Ma il bianco celebrato da Innocenti non redime, illude semmai. Illusorio è infatti il patto che Michele stringe con la realtà ordinaria, con le regole quotidiane a cui obbedire. Il bianco possibile inferno è sempre lì; è lì, sottoforma di pezzola in tasca quando il Michele ventinovenne lavora dietro le quinte per una compagnia teatrale – «I teatri sono mostri che dormono, gli attori li svegliano, i macchinisti sono guide da safari, allestiscono il piancito, danno un senso alla sospensione del tempo, fanno una vita diversa dal resto della compagnia, stanno in disparte, ai bordi del campo» – , ed è lì quando Michele si sveglia in ospedale, dopo aver ceduto morale e logica alla prima sconfitta amorosa. Il bianco è infine memoria e eredità, perché dal bianco, dalla sua sostanza, Michele irrompe nei ricordi, ed è lì che rimarrà, «al centro dell’iride, bianco su bianco».
Se la convinzione primaria, dicevamo, è che solo la vista ordinata e pura sveli la verità, che solamente la distanza schiuda l’essenza, compito successivo sarà, per Michele, imparare a sostenerne il peso, la gravità dell’oggetto guardato; resistenza al Trauma. Dissezionare, procedere passo dopo passo, «districarmi nella palude delle mie visioni», metodo per farsi prossimo alla realtà fisica delle cose, ogni viso una specifica geografia, ogni sguardo una mappa diversa, così Michele sarà «ottico avanguardista», artigiano della visione personale di élite annoiate e indolenti, per «investigare nelle diottrie altrui il mistero di vedere davvero».
Ogni studio dello sguardo cronometra il rapporto tra luce e occhio; l’occhio di Michele intercetta la luce destinale di Arianna, nuda, persa nel mondo, rivolta al mondo, pronta a essere dipinta, ricreata; Arianna si esplicita allo sguardo quando e come vuole, la luce detta i tempi del suo disvelamento. Michele segue, l’occhio ora è nel buio ora vede chiaro, la relazione si inerpica, esplode, rifluisce e deflagra ancora, è visione conflittuale, visione che trascina Michele di nuovo al sesso, al corpo, al femmineo.

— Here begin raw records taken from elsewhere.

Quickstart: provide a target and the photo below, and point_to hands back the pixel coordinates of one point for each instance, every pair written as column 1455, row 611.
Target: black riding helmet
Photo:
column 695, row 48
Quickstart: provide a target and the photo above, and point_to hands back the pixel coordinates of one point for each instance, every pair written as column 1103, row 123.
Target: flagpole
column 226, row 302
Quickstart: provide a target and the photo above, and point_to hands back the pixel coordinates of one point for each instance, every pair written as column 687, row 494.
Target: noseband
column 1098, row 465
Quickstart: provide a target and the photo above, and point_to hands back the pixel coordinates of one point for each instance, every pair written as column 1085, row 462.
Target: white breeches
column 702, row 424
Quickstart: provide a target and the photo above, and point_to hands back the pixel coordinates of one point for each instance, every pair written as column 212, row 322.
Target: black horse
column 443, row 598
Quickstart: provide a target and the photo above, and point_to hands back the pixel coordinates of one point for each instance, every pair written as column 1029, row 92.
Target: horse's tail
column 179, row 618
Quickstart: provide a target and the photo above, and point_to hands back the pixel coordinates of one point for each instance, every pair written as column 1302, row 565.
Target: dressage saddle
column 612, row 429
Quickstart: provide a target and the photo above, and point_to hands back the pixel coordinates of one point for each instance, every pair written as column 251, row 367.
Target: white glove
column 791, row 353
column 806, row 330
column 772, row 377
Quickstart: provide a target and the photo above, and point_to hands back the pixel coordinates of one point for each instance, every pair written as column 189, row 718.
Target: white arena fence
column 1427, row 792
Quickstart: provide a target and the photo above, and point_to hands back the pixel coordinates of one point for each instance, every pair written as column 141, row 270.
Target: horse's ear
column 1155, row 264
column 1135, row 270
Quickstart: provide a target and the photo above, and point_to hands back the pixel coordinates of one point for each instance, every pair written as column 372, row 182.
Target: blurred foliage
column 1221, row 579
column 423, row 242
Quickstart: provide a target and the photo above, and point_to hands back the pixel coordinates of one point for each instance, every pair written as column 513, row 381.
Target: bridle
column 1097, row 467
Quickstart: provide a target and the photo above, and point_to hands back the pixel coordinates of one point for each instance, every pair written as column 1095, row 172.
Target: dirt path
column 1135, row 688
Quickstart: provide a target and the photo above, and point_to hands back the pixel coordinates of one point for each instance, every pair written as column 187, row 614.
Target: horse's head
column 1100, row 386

E Michele si lascia andare, si abbandona alla visione totale, al ciclo della perversione, all’incapacità di resistenza. La visione perde la sua giusta distanza, Michele torna al Trauma, quel Trauma che lo aveva gettato nella realtà angusta e schiacciante, pervasiva e miserabile. Nell’epilogo perdifiato di «Vani d’ombra» l’unica tossina a essere rilasciata è quella maschile, quella di Michele, svanito nel reale incatalogabile, così come svanisce il bianco in se stesso, così come svanisce ogni possibilità di saper vedere.